You can claim Input Tax back on gifts you gave to your staff. However, if the cost of a gift is more than S$200, you will have to pay Output Tax on it, based on the gift’s Open Market Value. The same goes for gifts and samples for customers.
Prescribed Goods and Customer Accounting
The rules below only apply when both parties are GST-registered companies.
On January 1st, 2019 GST regulations got a new definition — prescribed goods. Prescribed goods are mobile phones, memory cards, and ‘off-the-shelf’ software. If your business sells these goods, you won’t have to account for GST yourself. Instead they are subject to “Customer Accounting”. Key characteristics of those items would be:
- Phones can communicate spoken messages over cellular network and have a screen no bigger than 17,5 cm diagonally without bezels;
- Memory cards can only have Flash memory modules and can not have USB interface (RAM, SSD, M.2, HDD are not Flash, so they are not Memory cards, and thumb drives have a USB interface, which also kicks them from the list);
- ‘Off-the-shelf’ is software that requires a physical product key to work. It can be printed on a piece of paper, or on a memory device that has the program. This excludes your normal Microsoft Store or basically any digital purchase since you don’t get any physical items with the buy.
Unless these things are sold used, for purposes of extracting precious metals out of them or imported using the services of an approved third-party logistics company, the customer will have to account for GST of the supplier. Both customer and supplier have to be GST registered, just a reminder.

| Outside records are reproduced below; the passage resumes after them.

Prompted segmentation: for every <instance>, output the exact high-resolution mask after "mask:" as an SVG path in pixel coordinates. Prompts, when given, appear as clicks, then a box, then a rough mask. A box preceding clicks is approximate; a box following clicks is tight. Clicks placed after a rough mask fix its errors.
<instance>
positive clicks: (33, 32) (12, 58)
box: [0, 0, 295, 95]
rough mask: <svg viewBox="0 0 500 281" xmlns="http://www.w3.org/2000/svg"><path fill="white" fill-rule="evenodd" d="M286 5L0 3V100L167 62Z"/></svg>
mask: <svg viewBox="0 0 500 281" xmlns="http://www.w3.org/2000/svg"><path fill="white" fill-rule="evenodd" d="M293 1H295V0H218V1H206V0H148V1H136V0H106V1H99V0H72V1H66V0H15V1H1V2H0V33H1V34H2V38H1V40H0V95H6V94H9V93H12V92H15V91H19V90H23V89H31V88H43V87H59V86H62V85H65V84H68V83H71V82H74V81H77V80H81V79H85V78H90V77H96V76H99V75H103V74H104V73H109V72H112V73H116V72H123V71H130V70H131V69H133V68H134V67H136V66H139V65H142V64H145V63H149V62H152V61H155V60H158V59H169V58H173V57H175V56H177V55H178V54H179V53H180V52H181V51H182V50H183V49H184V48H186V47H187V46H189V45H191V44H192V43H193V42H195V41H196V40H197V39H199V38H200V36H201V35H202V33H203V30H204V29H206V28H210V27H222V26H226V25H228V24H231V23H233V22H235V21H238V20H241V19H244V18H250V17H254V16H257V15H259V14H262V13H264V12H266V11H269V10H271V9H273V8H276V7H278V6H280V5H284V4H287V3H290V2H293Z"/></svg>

After that, the supplier sells say laptops without accounting for GST themselves. Instead, they issue a tax invoice that identifies the customer by their GST number and specifies that GST, in this case, is subject to customer accounting. This invoice should have the exact sum that the customer will have to pay in GST for the supply.
The customer just puts all this GST on his Output Tax. And if they bought the laptops strictly for business use, they still can claim the Input Tax back.
How to Claim GST Refund?
You can claim a GST refund on the 7% Goods and Services Tax, only if you are a tourist in Singapore and if you buy goods and spend more than S$100 (which includes GST) at participating shops.